За спинами допрашивающих коротко засмеялась Настя. Лоре стало приятно, что она сумела отбрить языкатую Олю, которая никогда рта не закрывала, вечно молола всякую чушь, про всех.
— Ой, скажити пажалуста, — протянула насмешливо Оля, — ой какии мы деловые! На мотоцикли каталися. Лягушек ловить ездили, да, Демченко? Или пасочки лепить?
Лора пожала плечами, и, от злости на дурацкую Олю не слыша своего голоса, поправила:
— Зачем лягушек. Целоваться ездили. На кукурузное поле.
— Ой, скажити… — неуверенно продолжила Оля, но тут Лора встала, резко отворачиваясь, пихнула сумку с пола на простыню, и, выкопав оттуда пакетик с пастой и зубной щеткой, повесила на локоть полотенце:
— Инк, ты идешь умываться?
Они топтались в сенях, нашаривая свою обувку, а в комнате смеялись уже над Олей Осиповой, и она обиженно пыталась оправдаться:
— Ну и что? Зато он задохлик совсем. Чуча белобрысая. Мне по плечо.
— Кто ж виноват, что ты такая шпала, Осипова, — ласково попеняла Настя, и все закатились смехом.

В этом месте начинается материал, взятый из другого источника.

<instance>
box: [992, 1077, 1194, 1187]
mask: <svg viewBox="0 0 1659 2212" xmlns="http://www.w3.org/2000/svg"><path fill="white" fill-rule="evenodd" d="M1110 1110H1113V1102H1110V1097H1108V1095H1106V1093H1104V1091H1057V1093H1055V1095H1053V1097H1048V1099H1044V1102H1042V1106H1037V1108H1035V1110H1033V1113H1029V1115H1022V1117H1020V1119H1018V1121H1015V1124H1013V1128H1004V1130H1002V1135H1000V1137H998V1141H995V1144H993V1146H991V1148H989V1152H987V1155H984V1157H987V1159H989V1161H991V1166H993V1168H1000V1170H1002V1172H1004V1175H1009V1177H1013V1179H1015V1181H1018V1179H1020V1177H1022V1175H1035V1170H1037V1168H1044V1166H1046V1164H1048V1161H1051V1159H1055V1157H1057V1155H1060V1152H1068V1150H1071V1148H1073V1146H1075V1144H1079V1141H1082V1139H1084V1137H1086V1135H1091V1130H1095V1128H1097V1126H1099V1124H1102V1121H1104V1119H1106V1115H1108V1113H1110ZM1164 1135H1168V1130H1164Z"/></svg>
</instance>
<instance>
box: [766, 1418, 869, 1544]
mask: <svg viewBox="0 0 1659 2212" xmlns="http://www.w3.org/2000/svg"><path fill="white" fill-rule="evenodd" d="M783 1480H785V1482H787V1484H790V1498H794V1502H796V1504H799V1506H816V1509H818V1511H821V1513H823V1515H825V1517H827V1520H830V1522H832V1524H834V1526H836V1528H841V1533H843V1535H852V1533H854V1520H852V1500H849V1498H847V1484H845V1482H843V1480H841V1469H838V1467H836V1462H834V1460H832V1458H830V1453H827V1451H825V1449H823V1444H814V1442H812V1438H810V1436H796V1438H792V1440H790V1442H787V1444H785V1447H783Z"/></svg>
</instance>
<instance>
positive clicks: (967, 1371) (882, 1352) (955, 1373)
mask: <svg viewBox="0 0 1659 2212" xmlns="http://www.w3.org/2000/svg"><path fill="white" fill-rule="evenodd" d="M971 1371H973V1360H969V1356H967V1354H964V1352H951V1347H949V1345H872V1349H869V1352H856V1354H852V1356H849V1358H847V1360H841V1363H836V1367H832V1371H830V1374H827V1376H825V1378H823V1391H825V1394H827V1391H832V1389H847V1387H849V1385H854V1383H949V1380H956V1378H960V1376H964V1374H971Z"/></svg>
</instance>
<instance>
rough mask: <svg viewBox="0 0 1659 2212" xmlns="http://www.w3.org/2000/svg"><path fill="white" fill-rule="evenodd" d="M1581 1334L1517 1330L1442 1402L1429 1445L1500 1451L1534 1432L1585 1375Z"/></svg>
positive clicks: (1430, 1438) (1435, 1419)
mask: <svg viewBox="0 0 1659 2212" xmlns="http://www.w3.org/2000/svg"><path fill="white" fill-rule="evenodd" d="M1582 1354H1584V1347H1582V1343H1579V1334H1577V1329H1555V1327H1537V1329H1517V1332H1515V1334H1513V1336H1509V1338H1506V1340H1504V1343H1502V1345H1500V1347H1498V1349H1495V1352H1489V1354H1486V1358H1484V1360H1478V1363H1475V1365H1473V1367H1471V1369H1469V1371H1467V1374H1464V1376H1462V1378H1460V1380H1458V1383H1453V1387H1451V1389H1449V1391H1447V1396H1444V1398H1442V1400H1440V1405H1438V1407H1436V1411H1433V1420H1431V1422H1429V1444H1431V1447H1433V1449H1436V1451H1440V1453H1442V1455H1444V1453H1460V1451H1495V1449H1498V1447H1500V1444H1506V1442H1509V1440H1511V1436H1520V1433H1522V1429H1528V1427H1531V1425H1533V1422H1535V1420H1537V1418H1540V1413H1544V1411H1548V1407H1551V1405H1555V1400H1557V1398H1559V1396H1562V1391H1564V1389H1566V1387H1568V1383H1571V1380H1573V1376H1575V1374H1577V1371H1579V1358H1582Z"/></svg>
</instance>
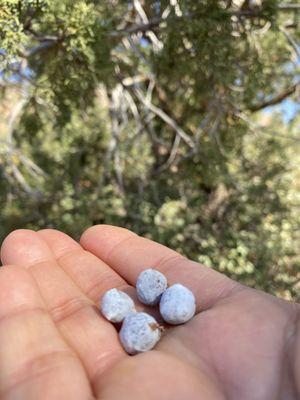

А потом был странный для Лоры вечер. Пока не вернулась классная, совсем поздно, к полуночи, девочки выскальзывали на улицу, исчезая в черной тени деревьев, там тихо смеялись и возмущенно что-то бормотали, мешая тихие голоса с мальчишескими, а кто-то черный сидел на высоком каменном заборе, сторожа, чтоб предупредить о возвращении Наденьки. Инна заснула быстро, как ребенок, раскидав тонкие руки и свесив с подушки каштановые пряди, а над Лорой встала неразличимая фигура, сказала Настиным тихим голосом:
— Пошли перекурим, Демченко.
Они сидели совсем отдельно, Настя курила, пряча огонек сигареты под деревянным столом, спрашивала о всяких подробностях, впрочем, вполне деликатно, и Лора, немного стесняясь, но все же, отчаянно желая похвастаться — рассказала. Как ехали, как сидели, ждали дядь Серегу, а потом поцеловались и уехали обратно. Рассказала почти все, кроме своих мыслей насчет Олежки Рубанчика, и еще не сказала, про некрасивую хитрую торговлю, насчет «поцелуешь, тогда и отвезу обратно». Это рассказывать было стыдно. За себя и за Коляна тоже. А еще это как-то совсем не укладывалось, думала Лора быстро. Ну, как розовое варенье из сказки, которое в жизни оказалось таким — из тараканьих жопок и не особенно вкусным.